Le guerrier à la tresse blanche acquiesça d’un signe de tête, puis il se leva.
— Pardonnez mon empressement, mais je désire donner les dernières instructions à mes hommes, avant d’embarquer à l’aube de demain. L’île d’Avalon sera certainement à nouveau sujette aux attaques des chrétiens, et il faut que chacun soit prêt à défendre le dernier pilier ancestral qu’elle représente.
Viviane lui fit un signe de main, et le Celte se dirigea rapidement vers la porte.
— Mais les brumes sont revenues, déclara Lena d’une petite voix. Nous sommes protégés. Que craignons-nous donc ?
Je me tournai vers elle et vis les yeux rougis qu’elle tentait de dissimuler en baissant la tête.
— La prophétie des peuples du Nord s’est accomplie, certes.
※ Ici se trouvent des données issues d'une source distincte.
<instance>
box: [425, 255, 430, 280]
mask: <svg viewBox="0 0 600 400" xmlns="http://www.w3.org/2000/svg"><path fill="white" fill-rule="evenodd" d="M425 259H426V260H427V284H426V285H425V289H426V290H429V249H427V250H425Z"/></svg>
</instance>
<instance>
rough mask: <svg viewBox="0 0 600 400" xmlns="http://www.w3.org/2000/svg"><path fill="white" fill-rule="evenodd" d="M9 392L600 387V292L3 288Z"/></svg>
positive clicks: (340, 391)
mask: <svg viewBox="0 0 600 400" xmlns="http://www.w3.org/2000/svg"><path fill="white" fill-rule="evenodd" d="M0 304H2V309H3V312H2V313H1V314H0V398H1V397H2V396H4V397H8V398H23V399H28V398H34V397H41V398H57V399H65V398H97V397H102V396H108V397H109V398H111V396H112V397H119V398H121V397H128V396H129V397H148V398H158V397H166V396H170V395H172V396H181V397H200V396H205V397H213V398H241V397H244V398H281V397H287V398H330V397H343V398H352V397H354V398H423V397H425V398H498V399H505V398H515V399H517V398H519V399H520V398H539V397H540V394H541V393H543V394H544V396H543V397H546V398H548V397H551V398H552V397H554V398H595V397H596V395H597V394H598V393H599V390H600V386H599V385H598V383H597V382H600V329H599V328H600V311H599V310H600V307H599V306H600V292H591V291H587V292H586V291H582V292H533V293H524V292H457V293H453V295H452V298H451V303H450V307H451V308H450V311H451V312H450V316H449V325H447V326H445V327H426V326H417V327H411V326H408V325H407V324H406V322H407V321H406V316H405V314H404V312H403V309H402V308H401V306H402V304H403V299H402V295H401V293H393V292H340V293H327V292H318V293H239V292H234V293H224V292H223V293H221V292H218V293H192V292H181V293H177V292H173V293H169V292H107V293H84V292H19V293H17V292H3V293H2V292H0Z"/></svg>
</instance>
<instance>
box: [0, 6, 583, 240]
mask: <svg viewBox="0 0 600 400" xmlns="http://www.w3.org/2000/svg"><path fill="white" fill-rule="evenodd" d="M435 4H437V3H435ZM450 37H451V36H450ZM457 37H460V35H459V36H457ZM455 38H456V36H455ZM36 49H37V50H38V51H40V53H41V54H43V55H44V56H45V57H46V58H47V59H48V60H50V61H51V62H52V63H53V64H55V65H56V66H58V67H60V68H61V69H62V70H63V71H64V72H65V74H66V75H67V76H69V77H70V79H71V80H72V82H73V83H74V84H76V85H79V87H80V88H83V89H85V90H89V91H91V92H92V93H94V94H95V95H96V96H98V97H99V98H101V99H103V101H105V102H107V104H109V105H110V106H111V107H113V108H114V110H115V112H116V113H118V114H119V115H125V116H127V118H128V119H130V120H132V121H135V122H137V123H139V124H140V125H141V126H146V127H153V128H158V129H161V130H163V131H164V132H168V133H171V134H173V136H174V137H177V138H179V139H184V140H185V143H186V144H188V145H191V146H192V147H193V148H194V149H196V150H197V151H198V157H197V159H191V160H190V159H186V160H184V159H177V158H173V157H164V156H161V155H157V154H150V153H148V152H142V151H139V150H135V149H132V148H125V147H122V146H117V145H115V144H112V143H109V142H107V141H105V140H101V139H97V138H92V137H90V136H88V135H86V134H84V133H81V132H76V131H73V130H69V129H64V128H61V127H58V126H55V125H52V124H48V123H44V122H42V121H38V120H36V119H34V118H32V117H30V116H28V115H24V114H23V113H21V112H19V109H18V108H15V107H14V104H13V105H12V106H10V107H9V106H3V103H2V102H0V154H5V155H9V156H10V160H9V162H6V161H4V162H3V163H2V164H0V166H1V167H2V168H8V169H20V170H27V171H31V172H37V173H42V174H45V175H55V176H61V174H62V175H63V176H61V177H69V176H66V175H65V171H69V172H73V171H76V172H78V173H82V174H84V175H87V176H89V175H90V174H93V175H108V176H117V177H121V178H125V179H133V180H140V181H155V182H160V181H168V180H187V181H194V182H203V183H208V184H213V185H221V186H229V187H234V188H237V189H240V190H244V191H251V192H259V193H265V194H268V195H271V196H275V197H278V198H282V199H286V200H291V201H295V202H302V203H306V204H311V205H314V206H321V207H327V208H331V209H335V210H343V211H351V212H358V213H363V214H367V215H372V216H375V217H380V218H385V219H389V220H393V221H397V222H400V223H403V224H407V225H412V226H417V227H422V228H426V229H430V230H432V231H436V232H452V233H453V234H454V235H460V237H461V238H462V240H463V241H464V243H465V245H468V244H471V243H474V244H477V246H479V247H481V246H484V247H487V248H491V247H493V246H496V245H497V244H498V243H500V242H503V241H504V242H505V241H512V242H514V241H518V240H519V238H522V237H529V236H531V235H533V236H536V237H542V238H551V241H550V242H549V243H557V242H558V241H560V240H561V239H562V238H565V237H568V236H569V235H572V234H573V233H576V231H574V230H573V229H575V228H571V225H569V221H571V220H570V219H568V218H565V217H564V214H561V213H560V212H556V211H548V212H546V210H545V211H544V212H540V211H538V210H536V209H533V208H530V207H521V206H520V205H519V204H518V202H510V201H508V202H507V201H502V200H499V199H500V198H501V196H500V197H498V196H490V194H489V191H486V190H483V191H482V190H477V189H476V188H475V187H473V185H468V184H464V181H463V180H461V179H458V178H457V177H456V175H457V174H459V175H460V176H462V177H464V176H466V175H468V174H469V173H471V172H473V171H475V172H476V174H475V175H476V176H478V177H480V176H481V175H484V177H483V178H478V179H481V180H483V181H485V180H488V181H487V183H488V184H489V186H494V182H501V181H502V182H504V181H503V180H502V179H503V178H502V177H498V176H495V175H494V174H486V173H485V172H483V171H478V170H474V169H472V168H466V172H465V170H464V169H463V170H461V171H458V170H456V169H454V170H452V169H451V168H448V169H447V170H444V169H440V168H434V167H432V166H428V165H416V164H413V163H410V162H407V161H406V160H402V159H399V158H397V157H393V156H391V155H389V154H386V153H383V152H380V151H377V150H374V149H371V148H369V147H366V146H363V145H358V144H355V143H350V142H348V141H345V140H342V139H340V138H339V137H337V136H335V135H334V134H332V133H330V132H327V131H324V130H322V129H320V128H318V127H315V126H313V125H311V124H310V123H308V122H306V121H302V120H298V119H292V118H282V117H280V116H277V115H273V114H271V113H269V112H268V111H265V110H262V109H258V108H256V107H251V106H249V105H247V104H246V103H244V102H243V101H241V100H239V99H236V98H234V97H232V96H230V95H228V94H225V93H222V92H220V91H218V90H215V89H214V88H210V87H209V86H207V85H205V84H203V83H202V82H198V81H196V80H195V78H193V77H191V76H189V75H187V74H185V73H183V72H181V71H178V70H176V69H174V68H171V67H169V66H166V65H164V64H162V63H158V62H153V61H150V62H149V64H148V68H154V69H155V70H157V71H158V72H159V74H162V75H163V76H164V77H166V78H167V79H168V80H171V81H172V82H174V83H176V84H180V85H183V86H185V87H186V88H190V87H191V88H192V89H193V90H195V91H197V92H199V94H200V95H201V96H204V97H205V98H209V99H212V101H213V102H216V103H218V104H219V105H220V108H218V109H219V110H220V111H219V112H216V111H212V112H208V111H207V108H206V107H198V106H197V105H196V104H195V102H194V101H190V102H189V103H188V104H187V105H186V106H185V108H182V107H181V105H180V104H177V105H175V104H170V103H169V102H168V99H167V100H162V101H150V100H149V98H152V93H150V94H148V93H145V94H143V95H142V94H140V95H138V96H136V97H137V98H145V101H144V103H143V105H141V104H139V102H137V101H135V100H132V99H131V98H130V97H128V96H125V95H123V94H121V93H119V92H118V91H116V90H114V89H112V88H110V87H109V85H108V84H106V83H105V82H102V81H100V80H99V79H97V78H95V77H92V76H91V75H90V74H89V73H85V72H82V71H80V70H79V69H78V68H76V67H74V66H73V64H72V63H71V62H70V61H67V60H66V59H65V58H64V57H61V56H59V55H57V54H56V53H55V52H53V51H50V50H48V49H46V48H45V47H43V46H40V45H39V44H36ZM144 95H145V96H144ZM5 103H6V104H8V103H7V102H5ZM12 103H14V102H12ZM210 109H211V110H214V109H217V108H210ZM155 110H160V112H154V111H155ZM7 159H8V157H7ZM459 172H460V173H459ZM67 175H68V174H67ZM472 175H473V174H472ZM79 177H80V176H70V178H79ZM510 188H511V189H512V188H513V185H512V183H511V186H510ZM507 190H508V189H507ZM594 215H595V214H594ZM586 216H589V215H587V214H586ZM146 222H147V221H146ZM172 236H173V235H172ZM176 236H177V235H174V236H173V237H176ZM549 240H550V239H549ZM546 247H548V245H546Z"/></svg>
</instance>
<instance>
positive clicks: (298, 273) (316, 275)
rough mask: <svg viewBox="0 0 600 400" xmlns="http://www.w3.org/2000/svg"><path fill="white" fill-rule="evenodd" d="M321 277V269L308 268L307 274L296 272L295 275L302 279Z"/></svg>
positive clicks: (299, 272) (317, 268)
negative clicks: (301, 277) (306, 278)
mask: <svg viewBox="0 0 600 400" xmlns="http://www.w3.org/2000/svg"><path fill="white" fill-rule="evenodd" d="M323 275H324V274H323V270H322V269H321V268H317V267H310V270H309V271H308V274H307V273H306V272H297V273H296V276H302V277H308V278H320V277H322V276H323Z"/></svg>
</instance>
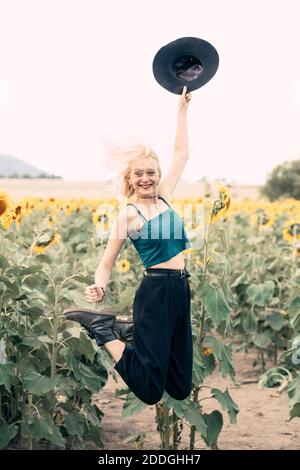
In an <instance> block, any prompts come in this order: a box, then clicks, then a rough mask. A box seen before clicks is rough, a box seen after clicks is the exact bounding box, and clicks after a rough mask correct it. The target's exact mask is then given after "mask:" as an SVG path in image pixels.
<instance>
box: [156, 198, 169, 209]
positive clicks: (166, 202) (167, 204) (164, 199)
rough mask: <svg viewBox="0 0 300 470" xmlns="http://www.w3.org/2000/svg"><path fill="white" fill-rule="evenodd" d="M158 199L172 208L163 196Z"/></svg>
mask: <svg viewBox="0 0 300 470" xmlns="http://www.w3.org/2000/svg"><path fill="white" fill-rule="evenodd" d="M158 198H159V199H162V200H163V201H164V202H165V203H166V204H167V206H169V207H171V206H170V204H169V203H168V202H167V201H166V200H165V199H164V198H163V197H162V196H158Z"/></svg>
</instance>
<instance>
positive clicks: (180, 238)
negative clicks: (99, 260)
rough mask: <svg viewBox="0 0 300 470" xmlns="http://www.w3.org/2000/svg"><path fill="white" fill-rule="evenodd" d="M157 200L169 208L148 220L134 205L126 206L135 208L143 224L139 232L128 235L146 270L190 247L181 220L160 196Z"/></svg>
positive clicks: (174, 255) (171, 208)
mask: <svg viewBox="0 0 300 470" xmlns="http://www.w3.org/2000/svg"><path fill="white" fill-rule="evenodd" d="M158 198H159V199H162V200H163V201H164V202H165V203H166V204H167V205H168V207H169V208H168V209H167V210H166V211H164V212H162V213H160V214H158V215H156V216H155V217H153V218H152V219H150V220H146V219H145V217H144V216H143V214H142V213H141V212H140V211H139V209H138V208H137V207H136V206H135V205H134V204H127V206H129V205H130V206H133V207H135V208H136V210H137V211H138V213H139V215H140V216H141V217H142V218H143V220H144V222H145V223H144V224H143V225H142V227H141V229H140V230H133V231H130V232H129V233H128V235H129V238H130V240H131V241H132V243H133V245H134V247H135V249H136V251H137V252H138V254H139V256H140V258H141V260H142V263H143V265H144V266H145V268H146V269H147V268H149V267H150V266H153V265H155V264H158V263H162V262H163V261H167V260H168V259H170V258H173V256H176V255H177V254H178V253H180V252H181V251H183V250H186V249H188V248H190V247H191V244H190V242H189V239H188V237H187V235H186V231H185V228H184V225H183V222H182V219H181V218H180V217H179V215H178V214H177V212H175V211H174V209H172V207H171V206H170V205H169V204H168V203H167V201H165V199H164V198H163V197H162V196H158Z"/></svg>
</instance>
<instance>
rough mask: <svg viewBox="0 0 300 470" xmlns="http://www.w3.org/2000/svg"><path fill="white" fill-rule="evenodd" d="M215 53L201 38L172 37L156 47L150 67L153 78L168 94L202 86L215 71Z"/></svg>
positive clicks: (175, 92) (196, 88)
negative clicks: (158, 49)
mask: <svg viewBox="0 0 300 470" xmlns="http://www.w3.org/2000/svg"><path fill="white" fill-rule="evenodd" d="M218 66H219V55H218V53H217V51H216V49H215V48H214V47H213V46H212V45H211V44H210V43H209V42H207V41H204V39H199V38H193V37H185V38H179V39H176V41H172V42H170V43H169V44H167V45H166V46H164V47H162V48H161V49H159V51H158V52H157V54H156V55H155V57H154V60H153V64H152V68H153V74H154V77H155V79H156V81H157V82H158V83H159V84H160V85H161V86H162V87H164V88H166V89H167V90H169V91H171V93H176V94H177V95H181V93H182V90H183V87H184V86H186V87H187V90H188V91H193V90H197V88H200V87H202V86H203V85H205V84H206V83H207V82H208V81H209V80H210V79H211V78H212V77H213V76H214V75H215V73H216V71H217V70H218Z"/></svg>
Mais nous savons désormais que ces vermines sont capables du pire. Non, Avalon n’est pas protégée tant que les chrétiens désirent sa destruction, la contredit Adalrik.
Mère soupira.
— Vous avez raison, proclama-t-elle. Avalon est aujourd’hui invisible aux yeux humains, mais pas à ceux de Dana et des sorciers d’Azgor. Que la grande Déesse et les dieux vous gardent. Nous nous verrons demain matin avant que Morgane et Killian ne vous conduisent sur le continent. Allez en paix. Awen.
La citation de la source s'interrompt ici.